As part of A Topographical Summit, short films by Dawit L. Petros and Sepideh Behrouzian will be presented in tandem. Both films will be introduced by the artists, and a live discussion period will follow the screenings. Petros’ The Sea In Its Thirst Is Trembling (2019) documents a collaborative sound intervention conceived for Ríos Intermitentes (Intermittent Rivers) during the 13th Havana Biennial in Matanzas, Cuba. The live performance took place along the San Juan River, under a bridge, which ultimately connected musical traditions, histories, and cultures.
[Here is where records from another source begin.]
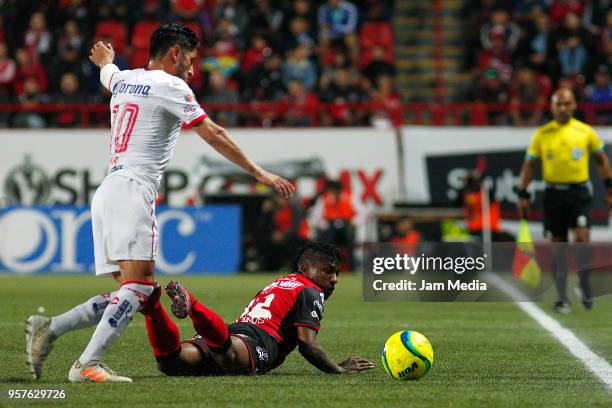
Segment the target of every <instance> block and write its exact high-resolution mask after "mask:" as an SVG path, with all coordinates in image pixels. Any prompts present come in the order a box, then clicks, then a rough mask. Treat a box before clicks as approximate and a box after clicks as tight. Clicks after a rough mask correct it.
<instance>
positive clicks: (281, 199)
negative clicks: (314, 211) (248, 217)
mask: <svg viewBox="0 0 612 408" xmlns="http://www.w3.org/2000/svg"><path fill="white" fill-rule="evenodd" d="M257 224H258V240H257V247H258V252H259V256H260V260H259V268H260V270H261V271H277V270H279V269H281V268H290V267H291V265H290V262H291V260H292V254H293V251H294V249H295V248H297V247H300V246H301V245H302V244H303V243H304V242H305V241H306V240H307V239H308V238H310V229H309V227H308V223H307V222H306V218H305V211H304V209H303V208H302V207H301V206H300V204H299V202H298V201H297V199H296V198H293V199H291V200H287V199H284V198H282V197H280V196H278V195H275V196H274V197H271V198H269V199H267V200H265V201H264V202H263V203H262V206H261V214H260V216H259V220H258V223H257Z"/></svg>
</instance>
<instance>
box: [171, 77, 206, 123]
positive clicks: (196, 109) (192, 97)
mask: <svg viewBox="0 0 612 408" xmlns="http://www.w3.org/2000/svg"><path fill="white" fill-rule="evenodd" d="M166 98H167V100H166V104H165V105H164V107H165V108H166V109H167V110H168V111H169V112H170V113H171V114H173V115H174V116H176V117H177V118H178V119H179V120H181V121H182V122H183V129H189V128H191V127H193V126H195V125H196V124H198V123H200V122H201V121H203V120H204V119H206V118H207V117H208V115H207V114H206V112H204V109H202V107H201V106H200V104H199V103H198V101H196V98H195V96H194V95H193V92H192V91H191V89H190V88H189V87H188V86H187V84H186V83H185V82H184V81H181V80H178V81H173V82H172V83H171V84H169V90H168V93H167V95H166Z"/></svg>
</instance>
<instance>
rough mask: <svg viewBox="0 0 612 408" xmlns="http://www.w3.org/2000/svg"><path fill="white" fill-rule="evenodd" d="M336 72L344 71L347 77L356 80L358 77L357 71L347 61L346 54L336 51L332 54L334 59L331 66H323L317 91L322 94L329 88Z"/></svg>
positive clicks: (350, 64) (346, 57) (334, 80)
mask: <svg viewBox="0 0 612 408" xmlns="http://www.w3.org/2000/svg"><path fill="white" fill-rule="evenodd" d="M338 70H346V71H347V72H348V73H349V77H351V78H356V77H357V76H358V75H359V72H358V71H357V69H356V68H355V67H354V66H353V65H351V63H350V62H349V61H348V59H347V56H346V53H345V52H343V51H338V52H336V53H335V54H334V59H333V60H332V63H331V64H328V65H325V66H324V67H323V71H322V72H321V77H320V78H319V89H320V90H321V91H322V92H324V91H325V90H326V89H328V88H329V86H330V85H331V83H332V82H334V81H335V80H336V73H337V72H338Z"/></svg>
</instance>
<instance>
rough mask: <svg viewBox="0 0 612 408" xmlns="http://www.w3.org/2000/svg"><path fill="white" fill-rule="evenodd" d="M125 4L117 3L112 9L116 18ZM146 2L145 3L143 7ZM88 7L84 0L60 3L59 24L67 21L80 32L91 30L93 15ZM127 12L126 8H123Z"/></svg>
mask: <svg viewBox="0 0 612 408" xmlns="http://www.w3.org/2000/svg"><path fill="white" fill-rule="evenodd" d="M122 3H124V4H125V2H118V3H117V4H116V7H114V11H115V13H117V15H118V16H122V14H121V12H122V8H123V6H124V4H122ZM147 4H148V2H145V7H146V5H147ZM87 7H88V5H87V4H86V2H85V0H68V1H60V2H59V12H60V15H61V22H64V21H67V20H74V21H76V22H77V24H78V25H79V28H80V31H81V32H86V31H87V30H88V29H91V28H92V27H93V26H94V24H92V16H93V14H92V13H90V12H89V10H88V9H87ZM132 8H138V6H136V5H134V4H132ZM125 9H126V10H127V7H125Z"/></svg>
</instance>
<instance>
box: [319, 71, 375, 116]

Behrouzian’s Portrait or Landscape, Anahita? (2023) follows the continuous shaping of a colonial frontier: from oil-mining as a colonial practice, spanning through the promise of development becoming the new placeholder for “overcoming” extractive colonial practices, all the way to a flattened representation of a dystopian climate devastation that obscures its asymmetrical effects. 

Image credit: installation photograph of Rounding, 2024, film still of Walk on by, Sandra Brewster, 2018, 2:28 min. Photo courtesy of Carey Shaw. 

About the Artists

 

Sepideh Behrouzian is an interdisciplinary artist/researcher originally from Iran, who recently moved to Toronto. Her artistic practice explores the coloniality of the image, ocular-centric critique, and its active role in shaping the colonial frontier, extraction, and environmental issues. Behrouzian’s work critically engages with extractivist culture and ocular-centric governance, using research, writing, and creative production to reveal hidden gaps in totalizing governing regimes and open up spaces for alternative knowledge transmission, both human and non-human. 

Before moving to Toronto, Sepideh Behrouzian completed a one-year residency program at Jan Van Eyck Academie in the Netherlands. In her current long-term research project, The Promises of Ever-coming Prosperity, she employs artistic methodologies to critically explore scientific and technological development, alongside progressive linear temporality. Reflecting on the halted flow of the Zayandeh Rud river in her hometown, Esfahan, Behrouzian examines the broader effects of imperial extraction, political turbulence, environmental devastation, and emigration. 

Behrouzian was awarded the Hauptstadtkulturfonds grant in 2023 to produce her film Portrait or Landscape, Anahita?, which is part of her ongoing research. She is also the recipient of the 2022 Südkulturfonds Artist Prize in Switzerland and was nominated for the Amsterdam Open Book Prize (Versal). Sepideh holds an MFA from the Dutch Art Institute, an MA in Artistic Research, and a BA in Visual Arts from Tehran University of Art. Her work has been exhibited internationally in cities such as Amsterdam, Berlin, Rotterdam, Brussels, Moscow, and Tehran. 

 Dawit L. Petros is a visual artist, researcher and educator. Born in Eritrea, Petros also lived in Ethiopia and Kenya before his family moved to Canada. Arriving in Saskatoon as a young child, he entered a landscape and culture very different from his East African origins. Over time, he and his family became part of a close-knit Eritrean community and established a strong sense of connection in the Prairie city. Petros has described Saskatoon as foundational to his artistic practice. 

Petros completed the Whitney Independent Study Program, an MFA in Visual Art from the School of the Museum of Fine Arts, Boston and Tufts University; a BFA in Photography from Concordia University and a BA in History from the University of Saskatchewan. Petros is represented by Tiwani Contemporary in London, UK and Bradley Ertaskiran in Montreal, Canada.